At first glance that may seem about as likely as me being like Mike. For any of us to aspire to be like Moses may seem about as unreasonable as aspiring to be like Michael Jordan.

It’s easy to think of Moses as having special qualities, of being remarkable, exceptional, different from most of us. More spiritually gifted than we are.

But think about what we really know about Moses. He was abandoned by his mother at birth. We know why, but did he? As a child? There were no safe haven laws back then. She put him adrift in a river! He was brought up in foster care. In his case, it turned out to be pretty cushy foster care, but still he was away from his family, his culture, his people. Maybe not so unlike people today who deal with complicated parenting and family situations.

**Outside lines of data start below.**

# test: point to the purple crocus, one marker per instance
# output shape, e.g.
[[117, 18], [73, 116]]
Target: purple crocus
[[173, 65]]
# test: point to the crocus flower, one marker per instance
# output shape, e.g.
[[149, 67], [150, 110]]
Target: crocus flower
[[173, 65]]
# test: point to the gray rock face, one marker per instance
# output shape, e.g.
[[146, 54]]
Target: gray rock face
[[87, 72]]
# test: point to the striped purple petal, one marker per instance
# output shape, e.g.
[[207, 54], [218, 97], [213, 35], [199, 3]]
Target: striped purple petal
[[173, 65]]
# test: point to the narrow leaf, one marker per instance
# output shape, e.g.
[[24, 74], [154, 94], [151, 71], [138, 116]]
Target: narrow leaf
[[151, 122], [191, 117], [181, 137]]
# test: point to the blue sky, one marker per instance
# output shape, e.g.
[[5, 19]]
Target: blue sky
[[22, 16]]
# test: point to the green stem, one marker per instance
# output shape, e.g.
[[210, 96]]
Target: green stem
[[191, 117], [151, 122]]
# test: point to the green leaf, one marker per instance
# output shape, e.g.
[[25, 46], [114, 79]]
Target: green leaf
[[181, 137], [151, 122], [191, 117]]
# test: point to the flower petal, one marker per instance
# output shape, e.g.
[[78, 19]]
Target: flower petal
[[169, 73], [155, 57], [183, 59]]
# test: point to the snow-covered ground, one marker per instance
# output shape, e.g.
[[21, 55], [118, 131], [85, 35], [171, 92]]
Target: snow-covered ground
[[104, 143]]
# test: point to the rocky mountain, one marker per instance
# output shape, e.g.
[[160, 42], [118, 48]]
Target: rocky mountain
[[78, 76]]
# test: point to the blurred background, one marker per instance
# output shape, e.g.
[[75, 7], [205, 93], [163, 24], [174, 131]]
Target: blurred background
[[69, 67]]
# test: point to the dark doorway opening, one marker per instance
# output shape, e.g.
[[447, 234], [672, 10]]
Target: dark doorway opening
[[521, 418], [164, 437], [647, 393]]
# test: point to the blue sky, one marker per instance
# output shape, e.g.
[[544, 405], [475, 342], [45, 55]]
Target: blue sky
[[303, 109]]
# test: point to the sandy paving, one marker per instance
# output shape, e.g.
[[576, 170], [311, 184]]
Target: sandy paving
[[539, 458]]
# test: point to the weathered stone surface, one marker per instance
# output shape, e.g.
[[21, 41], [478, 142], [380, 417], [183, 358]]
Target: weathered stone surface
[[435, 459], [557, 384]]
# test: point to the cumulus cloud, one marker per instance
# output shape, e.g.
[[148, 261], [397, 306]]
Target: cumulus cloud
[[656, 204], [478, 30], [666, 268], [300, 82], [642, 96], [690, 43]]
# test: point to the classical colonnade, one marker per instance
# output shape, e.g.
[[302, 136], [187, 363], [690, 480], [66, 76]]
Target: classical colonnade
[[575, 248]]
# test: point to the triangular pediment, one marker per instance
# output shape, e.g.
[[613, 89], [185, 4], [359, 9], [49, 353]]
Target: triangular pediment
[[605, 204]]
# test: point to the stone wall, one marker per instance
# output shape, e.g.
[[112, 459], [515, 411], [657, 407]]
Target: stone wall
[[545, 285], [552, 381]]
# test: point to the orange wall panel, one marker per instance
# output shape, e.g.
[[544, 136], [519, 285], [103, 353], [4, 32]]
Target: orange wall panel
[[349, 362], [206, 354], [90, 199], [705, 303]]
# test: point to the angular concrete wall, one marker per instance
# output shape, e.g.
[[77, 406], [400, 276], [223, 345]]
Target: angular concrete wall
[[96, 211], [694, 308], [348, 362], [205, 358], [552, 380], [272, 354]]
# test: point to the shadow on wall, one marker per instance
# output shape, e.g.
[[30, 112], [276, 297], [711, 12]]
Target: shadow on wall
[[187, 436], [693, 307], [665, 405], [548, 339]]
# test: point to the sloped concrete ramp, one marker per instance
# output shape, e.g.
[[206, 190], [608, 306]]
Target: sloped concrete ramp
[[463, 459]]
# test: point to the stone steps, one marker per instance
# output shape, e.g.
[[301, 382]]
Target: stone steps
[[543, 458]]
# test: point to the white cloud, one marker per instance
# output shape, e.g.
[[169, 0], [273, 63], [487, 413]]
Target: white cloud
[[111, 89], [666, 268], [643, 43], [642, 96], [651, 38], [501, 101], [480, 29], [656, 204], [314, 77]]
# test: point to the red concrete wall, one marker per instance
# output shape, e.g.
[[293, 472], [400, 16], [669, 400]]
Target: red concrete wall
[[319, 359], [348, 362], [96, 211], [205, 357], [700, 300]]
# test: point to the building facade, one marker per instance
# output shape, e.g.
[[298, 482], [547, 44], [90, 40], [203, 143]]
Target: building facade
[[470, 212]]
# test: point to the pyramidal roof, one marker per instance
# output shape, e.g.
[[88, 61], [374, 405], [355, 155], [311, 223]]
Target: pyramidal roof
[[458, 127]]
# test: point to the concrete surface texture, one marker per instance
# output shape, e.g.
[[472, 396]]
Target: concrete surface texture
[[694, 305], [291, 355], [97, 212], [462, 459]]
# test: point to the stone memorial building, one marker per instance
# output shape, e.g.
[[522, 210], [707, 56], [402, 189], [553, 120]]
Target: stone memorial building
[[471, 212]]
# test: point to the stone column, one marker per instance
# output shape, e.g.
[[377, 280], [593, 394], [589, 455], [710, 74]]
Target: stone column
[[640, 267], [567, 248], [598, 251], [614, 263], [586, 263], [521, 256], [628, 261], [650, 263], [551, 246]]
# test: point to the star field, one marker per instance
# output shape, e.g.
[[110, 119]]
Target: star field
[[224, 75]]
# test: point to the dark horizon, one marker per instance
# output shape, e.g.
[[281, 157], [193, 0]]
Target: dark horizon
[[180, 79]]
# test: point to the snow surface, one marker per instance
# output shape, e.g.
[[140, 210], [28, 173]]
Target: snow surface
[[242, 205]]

Later on, in today’s vernacular, he made a bad life decision. He killed a man. True, the man he killed was an Egyptian slave master, but that doesn’t change the fact that, in uncontrolled anger, Moses took another human life.

He fled that situation and now he’s doing an entry-level job working for his father-in-law.

When he talks with God in the burning bush, Moses is not eager to serve. He is reluctant. He is adamant that he does not have “the right stuff” for the job. He has no special skills or personal qualities that equip him for God’s service.

Finally, he does grudgingly say OK. OK, God. This is your show, but I will be a part of it. This is your team, and I guess I want to be on it.

Moses, unlike Michael Jordan, does not have any special talent. He is not extraordinarily religious or remarkably equipped to serve God. There is nothing about Moses that is any different or better than any one of us. So if we want to be like Moses, we can be.

If we want to be like Moses, we can be. Nothing stands in the way of that aspiration.

We can have the same enthusiastic, intimate relationship with God that Moses had. We can do wondrous things to free and help the people that God loves. We can be like Moses.

All we have to do is stop for just a minute when God speaks to us. Just for a minute. Stop to listen when God speaks your name. In the middle of whatever you’re doing, stop just for a minute. And then trust God just enough to say, OK, this is your show, God. You don’t have to trust God infinitely or extravagantly… Trust God just a bit, just enough, to grudgingly say, “OK, God. I’ll try, with your help. I’d like to be a part of your show. Fill me with your spirit. Use me as you will. And always to your glory.” I want to be like Moses. Amen.